スナックを営む、『万事屋銀ちゃん』の大家。
強制連行された四人は家賃未払いの罰で働かされている。
「○○さん、さっきからヤケに大人しいですね」
黙々とモップがけを行っている○○に、新八は話しかけた。
万事屋を出てから、○○は一度も言葉を発していない。
「信じられない」
「家賃のことですか? 依頼もさっぱりありませんしね」
家賃のことではない。
キャサリンに驚いて、声を上げてしまった自分に対して。
元真選組監察たる身。
背後から忍び寄られ声を上げるなど、あってはならない失態。
もっと心を鍛錬せねばと、固く誓いながらモップを動かす。
「所でさっきから馴染んで掃除してるけど……アンタ、誰だい」
お登勢は白い煙を吐く。
手を休め、○○はお登勢に視線を返した。
「ご挨拶が遅れました。□□○○と申します。

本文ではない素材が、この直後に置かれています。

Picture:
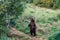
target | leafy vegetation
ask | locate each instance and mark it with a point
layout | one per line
(18, 13)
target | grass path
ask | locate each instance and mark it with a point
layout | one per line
(15, 32)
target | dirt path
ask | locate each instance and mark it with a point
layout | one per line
(14, 31)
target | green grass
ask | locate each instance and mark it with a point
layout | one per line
(46, 18)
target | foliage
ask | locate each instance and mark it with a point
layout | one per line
(12, 8)
(55, 36)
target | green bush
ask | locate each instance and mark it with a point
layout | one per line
(55, 36)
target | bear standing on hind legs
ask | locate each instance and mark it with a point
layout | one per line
(32, 27)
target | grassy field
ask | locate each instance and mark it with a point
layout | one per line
(47, 20)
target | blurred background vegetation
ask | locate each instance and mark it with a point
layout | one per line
(18, 13)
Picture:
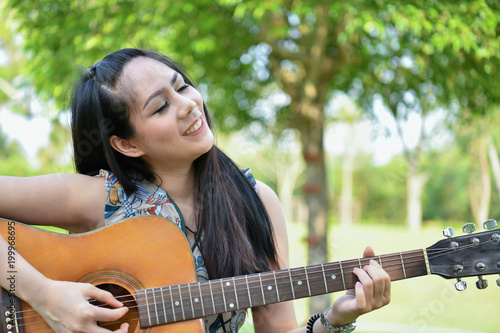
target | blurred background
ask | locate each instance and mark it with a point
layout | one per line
(376, 122)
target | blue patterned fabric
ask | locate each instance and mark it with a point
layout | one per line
(150, 199)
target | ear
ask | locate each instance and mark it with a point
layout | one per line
(126, 147)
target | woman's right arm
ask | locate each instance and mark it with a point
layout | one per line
(70, 201)
(63, 305)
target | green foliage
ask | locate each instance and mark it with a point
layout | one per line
(13, 162)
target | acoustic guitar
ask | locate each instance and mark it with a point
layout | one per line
(147, 264)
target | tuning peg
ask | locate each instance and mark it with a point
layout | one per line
(490, 224)
(481, 283)
(448, 232)
(469, 228)
(461, 285)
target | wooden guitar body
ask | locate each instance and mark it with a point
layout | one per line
(147, 264)
(145, 252)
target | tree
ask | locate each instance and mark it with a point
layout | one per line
(243, 51)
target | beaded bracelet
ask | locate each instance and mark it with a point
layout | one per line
(311, 322)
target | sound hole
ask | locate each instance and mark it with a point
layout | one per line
(124, 296)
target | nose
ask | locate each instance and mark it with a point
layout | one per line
(187, 106)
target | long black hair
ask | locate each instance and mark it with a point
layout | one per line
(237, 232)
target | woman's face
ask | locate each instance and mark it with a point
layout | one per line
(167, 114)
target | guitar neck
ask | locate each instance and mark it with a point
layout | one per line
(194, 300)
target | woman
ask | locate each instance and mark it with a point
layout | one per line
(143, 133)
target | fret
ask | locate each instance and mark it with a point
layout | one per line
(155, 307)
(236, 294)
(284, 288)
(307, 281)
(212, 296)
(195, 302)
(402, 264)
(248, 290)
(276, 286)
(334, 277)
(342, 274)
(300, 283)
(168, 312)
(229, 296)
(207, 298)
(201, 297)
(324, 277)
(181, 303)
(269, 287)
(223, 296)
(415, 264)
(291, 284)
(172, 302)
(191, 300)
(218, 297)
(316, 277)
(159, 308)
(147, 307)
(262, 290)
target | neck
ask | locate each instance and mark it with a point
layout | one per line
(178, 183)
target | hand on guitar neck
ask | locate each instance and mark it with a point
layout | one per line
(371, 292)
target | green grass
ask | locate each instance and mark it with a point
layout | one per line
(428, 304)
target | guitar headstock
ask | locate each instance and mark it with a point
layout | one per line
(469, 255)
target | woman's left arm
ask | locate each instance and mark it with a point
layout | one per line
(370, 293)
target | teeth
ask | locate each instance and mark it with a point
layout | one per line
(194, 128)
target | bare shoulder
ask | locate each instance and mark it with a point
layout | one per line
(72, 201)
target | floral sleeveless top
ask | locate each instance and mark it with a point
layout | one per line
(150, 199)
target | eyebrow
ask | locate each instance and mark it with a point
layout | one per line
(161, 90)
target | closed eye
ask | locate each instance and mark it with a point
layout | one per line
(161, 108)
(183, 87)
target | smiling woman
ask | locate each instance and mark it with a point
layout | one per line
(143, 145)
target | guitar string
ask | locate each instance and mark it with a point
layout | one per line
(298, 276)
(346, 266)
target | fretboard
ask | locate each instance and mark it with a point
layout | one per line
(194, 300)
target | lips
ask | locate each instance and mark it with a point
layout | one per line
(194, 127)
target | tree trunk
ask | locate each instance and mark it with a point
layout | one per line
(480, 181)
(495, 164)
(346, 200)
(414, 187)
(316, 197)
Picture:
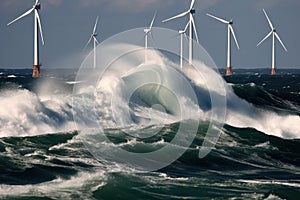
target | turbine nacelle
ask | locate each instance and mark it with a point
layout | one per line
(147, 30)
(181, 31)
(37, 6)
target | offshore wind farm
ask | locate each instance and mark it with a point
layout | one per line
(149, 112)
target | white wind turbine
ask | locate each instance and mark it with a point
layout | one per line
(37, 27)
(182, 32)
(191, 11)
(274, 34)
(93, 36)
(230, 31)
(147, 32)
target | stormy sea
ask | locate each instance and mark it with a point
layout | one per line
(43, 154)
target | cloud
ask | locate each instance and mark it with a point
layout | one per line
(125, 6)
(13, 6)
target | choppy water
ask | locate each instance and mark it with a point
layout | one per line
(256, 157)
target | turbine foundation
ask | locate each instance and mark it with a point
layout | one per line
(36, 71)
(228, 71)
(273, 72)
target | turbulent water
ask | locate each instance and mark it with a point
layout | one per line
(42, 155)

毎度お世話になっております」
丁寧に体を折り、お辞儀をする。
「毎度お世話した覚えはないんだけど」
「上の部屋をお借りしております」
○○は天井を指さした。
お登勢は驚く風もなく、銀時に目を向けた。
「何だい、チャイナ娘だけじゃ飽き足らず、こんないい年した女まで連れ込んでるのかい? ハーレムか? ハーレム作る気か? 金はねーくせに女侍らすたァ、いい身分じゃないかい、銀時」
「バカ言ってんじゃねーよ。侍らせるなら、こんなガキどもじゃなくて、色気のある姉ちゃん侍らせたいもんだぜ」
銀時は溜め息を漏らす。
「ご迷惑をおかけすると思いますが、何卒ご容赦下さい」
「挨拶もらった所悪いけど、家賃が払えないなら出てってもらうよ」
○○は黙る。
有無を言わせぬ迫力がお登勢には備わっている。